Exhibit 1: Annual holdings of US securities by China (all data $US billion)
Source: US Treasury
*Based on October 2013 monthly position survey
Data, old and new
Given the vagaries of the monthly TIC data, many analysts have been wary of drawing conclusions from those data, preferring instead to wait for the annual survey released in April of each year which shows the stocks through the previous year. While it is true that the annual survey is the most comprehensive, the Treasury recently started collecting monthly holdings data, which should provide a much-improved estimate of intra-year movements than the monthly transaction data. The monthly transaction data (the S-survey) attributes the transactions involving US securities to the country of initial purchase. It does not account for the ultimate buyer/owner of those securities, and does not use security-level data, only aggregate asset categories. Therefore there exists a substantial ‘custodial bias’ – or an over-attribution of transactions to financial centers such as the UK, Belgium, the Caribbean Islands, etc. The newer position data (SLT survey) takes into account, on a monthly basis and by security, the positions by ultimate holders of US securities, negating to some extent the custodial bias. Additionally, the SLT survey has an expanded survey participant sample.

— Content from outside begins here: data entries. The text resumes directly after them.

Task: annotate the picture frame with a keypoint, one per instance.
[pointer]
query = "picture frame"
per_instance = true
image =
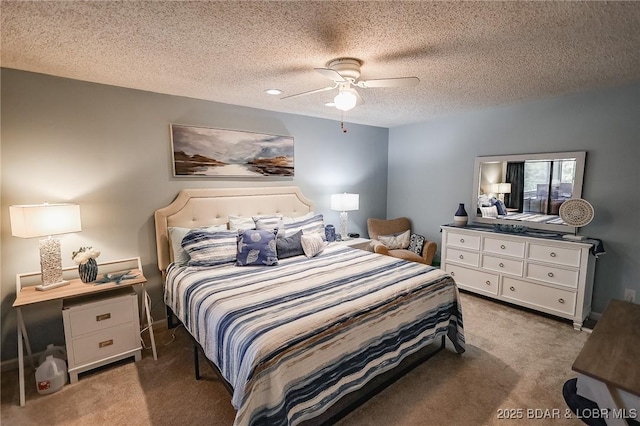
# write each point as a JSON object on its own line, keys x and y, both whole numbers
{"x": 214, "y": 152}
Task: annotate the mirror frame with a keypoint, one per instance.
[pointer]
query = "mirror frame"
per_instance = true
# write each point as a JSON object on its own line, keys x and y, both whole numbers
{"x": 580, "y": 157}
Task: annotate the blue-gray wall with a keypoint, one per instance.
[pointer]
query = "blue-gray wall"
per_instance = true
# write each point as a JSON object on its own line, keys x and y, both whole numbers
{"x": 108, "y": 149}
{"x": 431, "y": 168}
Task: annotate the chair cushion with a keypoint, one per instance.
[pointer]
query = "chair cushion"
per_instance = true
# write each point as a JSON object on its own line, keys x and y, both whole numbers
{"x": 406, "y": 255}
{"x": 396, "y": 241}
{"x": 417, "y": 244}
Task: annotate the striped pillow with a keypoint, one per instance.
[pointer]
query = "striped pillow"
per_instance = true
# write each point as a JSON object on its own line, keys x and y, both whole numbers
{"x": 209, "y": 248}
{"x": 313, "y": 224}
{"x": 176, "y": 234}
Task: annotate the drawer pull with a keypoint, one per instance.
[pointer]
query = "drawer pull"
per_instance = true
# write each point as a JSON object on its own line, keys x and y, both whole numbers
{"x": 103, "y": 316}
{"x": 105, "y": 343}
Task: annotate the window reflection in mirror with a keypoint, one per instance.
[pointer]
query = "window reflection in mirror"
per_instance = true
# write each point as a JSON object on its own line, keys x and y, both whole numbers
{"x": 527, "y": 188}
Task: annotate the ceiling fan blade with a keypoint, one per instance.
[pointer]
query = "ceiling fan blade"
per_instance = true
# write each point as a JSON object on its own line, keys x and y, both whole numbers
{"x": 331, "y": 74}
{"x": 310, "y": 92}
{"x": 390, "y": 82}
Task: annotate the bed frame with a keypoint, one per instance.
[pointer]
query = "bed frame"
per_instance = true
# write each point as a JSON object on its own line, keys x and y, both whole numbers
{"x": 212, "y": 206}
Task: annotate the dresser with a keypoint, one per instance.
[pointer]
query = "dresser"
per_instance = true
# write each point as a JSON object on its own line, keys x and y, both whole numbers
{"x": 100, "y": 329}
{"x": 547, "y": 274}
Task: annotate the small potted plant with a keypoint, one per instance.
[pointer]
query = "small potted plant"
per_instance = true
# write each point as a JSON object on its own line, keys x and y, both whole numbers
{"x": 85, "y": 258}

It should be noted that, while this data has been greatly improved, there are still several significant shortcomings. Firstly, the majority of the data is reported by US-based custodial banks. It does not account for US assets held in custody in a foreign country, or US assets bought by one foreign resident from another foreign resident. For example, if Chinese resident buys a US Treasury bond from a Japanese resident and holds it in custody at a bank in Switzerland, this will not show up on any of these surveys. (for more information on this data, refer to this paper from the Federal Reserve)

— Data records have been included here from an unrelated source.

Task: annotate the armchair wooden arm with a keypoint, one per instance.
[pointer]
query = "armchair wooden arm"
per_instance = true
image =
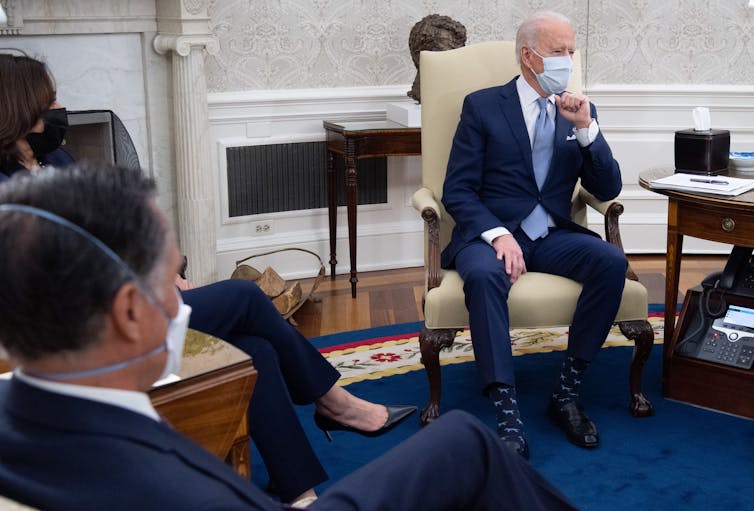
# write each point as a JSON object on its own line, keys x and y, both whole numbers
{"x": 611, "y": 210}
{"x": 424, "y": 201}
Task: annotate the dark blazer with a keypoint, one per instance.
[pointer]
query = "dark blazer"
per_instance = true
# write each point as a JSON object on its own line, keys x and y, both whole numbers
{"x": 64, "y": 453}
{"x": 490, "y": 179}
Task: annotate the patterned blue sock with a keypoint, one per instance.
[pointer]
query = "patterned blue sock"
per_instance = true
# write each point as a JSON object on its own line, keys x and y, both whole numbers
{"x": 509, "y": 424}
{"x": 571, "y": 375}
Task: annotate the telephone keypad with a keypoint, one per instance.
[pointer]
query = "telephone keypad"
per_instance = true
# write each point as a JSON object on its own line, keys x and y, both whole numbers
{"x": 729, "y": 349}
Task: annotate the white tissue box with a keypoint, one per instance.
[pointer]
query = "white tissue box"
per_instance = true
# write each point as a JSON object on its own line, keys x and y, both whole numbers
{"x": 702, "y": 152}
{"x": 407, "y": 114}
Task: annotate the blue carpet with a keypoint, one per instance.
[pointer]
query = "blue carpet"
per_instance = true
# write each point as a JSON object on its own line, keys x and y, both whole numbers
{"x": 682, "y": 456}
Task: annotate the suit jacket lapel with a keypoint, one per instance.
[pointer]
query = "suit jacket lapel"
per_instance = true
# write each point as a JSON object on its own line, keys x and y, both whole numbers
{"x": 510, "y": 104}
{"x": 83, "y": 416}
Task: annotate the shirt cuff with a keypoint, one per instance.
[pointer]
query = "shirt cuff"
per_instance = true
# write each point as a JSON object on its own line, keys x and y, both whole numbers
{"x": 586, "y": 136}
{"x": 489, "y": 236}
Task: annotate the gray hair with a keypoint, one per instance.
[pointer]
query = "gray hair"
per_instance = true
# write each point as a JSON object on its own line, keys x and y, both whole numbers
{"x": 57, "y": 285}
{"x": 528, "y": 32}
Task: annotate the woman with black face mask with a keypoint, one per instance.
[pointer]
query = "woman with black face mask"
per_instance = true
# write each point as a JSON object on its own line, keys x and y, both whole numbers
{"x": 33, "y": 123}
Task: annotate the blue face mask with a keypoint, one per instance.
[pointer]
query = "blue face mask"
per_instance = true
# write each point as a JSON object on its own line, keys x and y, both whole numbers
{"x": 177, "y": 326}
{"x": 556, "y": 74}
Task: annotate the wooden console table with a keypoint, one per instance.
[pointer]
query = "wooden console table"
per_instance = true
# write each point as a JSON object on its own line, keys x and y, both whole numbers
{"x": 209, "y": 403}
{"x": 715, "y": 218}
{"x": 354, "y": 141}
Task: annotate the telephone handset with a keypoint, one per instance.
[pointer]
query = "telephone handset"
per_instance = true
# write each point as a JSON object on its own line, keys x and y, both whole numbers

While the annual survey due to be released this April will be the first full year available to compare the SLT survey data to, the estimates from the partial sample from 2012 show a promising picture. As shown in exhibit 2, the difference between the monthly holdings data and the annual survey was much smaller than the adjustment from the monthly transaction estimate. The fact that both surveys are generally tracking fairly closely most likely reflects the expanded sample as well as an increased effort by officials to improve reporting coverage.
Exhibit 2: Monthly holdings of US securities by China
Source: US Treasury, author’s calculations
After the love [for Treasuries] is gone
As discussed in a previous post, China’s reserve accumulation has increased rapidly in 2013, and its net purchases of US assets along with it. Indeed, it, along with the Federal Reserve, have accounted for a sizeable portion of net purchases in the Treasury and agency bond markets. When China finally begins to allow the renminbi to float more freely and thus does not have to accumulate further foreign reserves, a large, price-insensitive source of demand (and thus force for lower rates) will exit the market. Who steps in (and at what price) to provide the demand, as well as the speed and manner in which China unwinds its own unconventional monetary policy, will determine the ultimate repercussions on the global financial markets.